Brazil panel reviews online betting regulation, consumer protection, and the gap between licensed and illegal operators
At the XIV Forum of Lisbon, industry executives, lawyers, and sports officials reviewed how Brazil’s online betting regime is working in practice. The useful bit for PSPs is not the panel itself; it is the split it drew between licensed operators that now have compliance and player-protection controls, and offshore platforms that do not.
- The panel, titled “Jogos Eletrônicos e Apostas Online: Balanço dos Resultados Regulatórios”, took place on Tuesday (2) at 9h during the XIV Forum of Lisbon, which this year focused on “Nova Ordem Internacional, Tecnologia e Soberania: Desafios democráticos, econômicos e sociais.”
- Participants included Fernanda Meirelles; Pietro Lorenzoni, lawyer and professor at the Instituto Brasileiro de Ensino, Desenvolvimento e Pesquisa and the Associação Nacional de Jogos e Loterias; Alexandre Fonseca, CEO of Superbet; Guilherme Figueiredo, Director of Public Affairs at Betano Brasil, Kaizen Gaming; Michelle Ramalho, vice-president of the Confederação Brasileira de Futebol and Federal Councillor of the Ordem dos Advogados do Brasil; and Bárbara Teles, Head of Compliance at Playtech Brasil. Rafael Lima moderated.
- The discussion focused on consumer protection mechanisms introduced by regulation: responsible gaming tools, bettor profiles, the impact of sponsorships on Brazilian sport, and financial restrictions intended to prevent debt. The panel also drew a clear line between licensed operators and platforms that continue to operate illegally.

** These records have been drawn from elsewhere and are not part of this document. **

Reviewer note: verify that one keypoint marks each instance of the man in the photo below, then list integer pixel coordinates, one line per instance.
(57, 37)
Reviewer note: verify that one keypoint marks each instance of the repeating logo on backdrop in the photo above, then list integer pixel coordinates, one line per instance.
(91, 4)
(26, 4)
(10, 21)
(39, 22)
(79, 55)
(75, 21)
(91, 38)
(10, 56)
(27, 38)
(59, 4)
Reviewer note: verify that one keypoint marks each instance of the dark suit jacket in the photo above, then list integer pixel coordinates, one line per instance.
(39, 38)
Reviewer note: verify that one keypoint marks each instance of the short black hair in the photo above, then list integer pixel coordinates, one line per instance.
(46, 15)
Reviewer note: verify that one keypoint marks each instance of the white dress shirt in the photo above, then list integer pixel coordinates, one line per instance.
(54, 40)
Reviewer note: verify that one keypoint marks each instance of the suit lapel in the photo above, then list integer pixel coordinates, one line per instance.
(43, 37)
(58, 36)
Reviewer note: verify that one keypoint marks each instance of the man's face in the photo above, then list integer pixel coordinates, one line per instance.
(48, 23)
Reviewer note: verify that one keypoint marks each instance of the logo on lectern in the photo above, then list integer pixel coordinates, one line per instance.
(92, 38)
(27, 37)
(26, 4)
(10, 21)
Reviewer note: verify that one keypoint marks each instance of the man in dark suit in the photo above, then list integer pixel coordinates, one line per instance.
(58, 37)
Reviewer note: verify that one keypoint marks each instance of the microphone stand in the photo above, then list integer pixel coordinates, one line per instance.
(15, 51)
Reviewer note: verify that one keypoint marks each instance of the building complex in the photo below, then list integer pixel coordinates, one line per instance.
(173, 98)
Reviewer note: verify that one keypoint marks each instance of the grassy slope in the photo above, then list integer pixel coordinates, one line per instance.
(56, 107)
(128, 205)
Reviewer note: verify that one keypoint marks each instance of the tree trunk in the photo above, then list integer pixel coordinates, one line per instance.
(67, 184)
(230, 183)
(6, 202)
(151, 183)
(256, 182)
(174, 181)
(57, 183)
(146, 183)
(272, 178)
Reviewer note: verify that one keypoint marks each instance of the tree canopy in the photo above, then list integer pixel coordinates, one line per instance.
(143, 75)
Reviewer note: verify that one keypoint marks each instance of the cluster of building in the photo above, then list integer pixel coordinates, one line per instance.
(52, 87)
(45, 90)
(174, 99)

- Fernanda Meirelles said the betting market did not begin with regulation. In her words, “the regulation did not create the market.” She added that millions of Brazilians were already betting on offshore platforms, but without supervision, oversight, or protection, and said the state’s role was to create rules, give institutional visibility to an existing market, and turn the bettor into a consumer.

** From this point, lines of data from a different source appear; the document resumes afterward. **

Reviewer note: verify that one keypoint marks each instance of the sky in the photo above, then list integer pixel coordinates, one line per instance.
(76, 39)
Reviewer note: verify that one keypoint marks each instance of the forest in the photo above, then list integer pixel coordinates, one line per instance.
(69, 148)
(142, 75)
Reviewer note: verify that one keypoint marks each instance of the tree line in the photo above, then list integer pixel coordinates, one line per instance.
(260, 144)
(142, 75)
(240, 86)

- Licensed betting platforms in Brazil now use monitoring systems that track user behavior from first access. According to the discussion, these systems look for patterns that may indicate vulnerability; when risk is detected, the platforms apply mandatory pauses and reflection periods. In high-risk cases, companies can suggest self-exclusion.
For high-risk payment providers, the practical takeaway is simple: Brazil’s regulated market is now being described in compliance terms, not just commercial ones. That affects onboarding, transaction monitoring, and the ongoing distinction between licensed local operators and offshore traffic.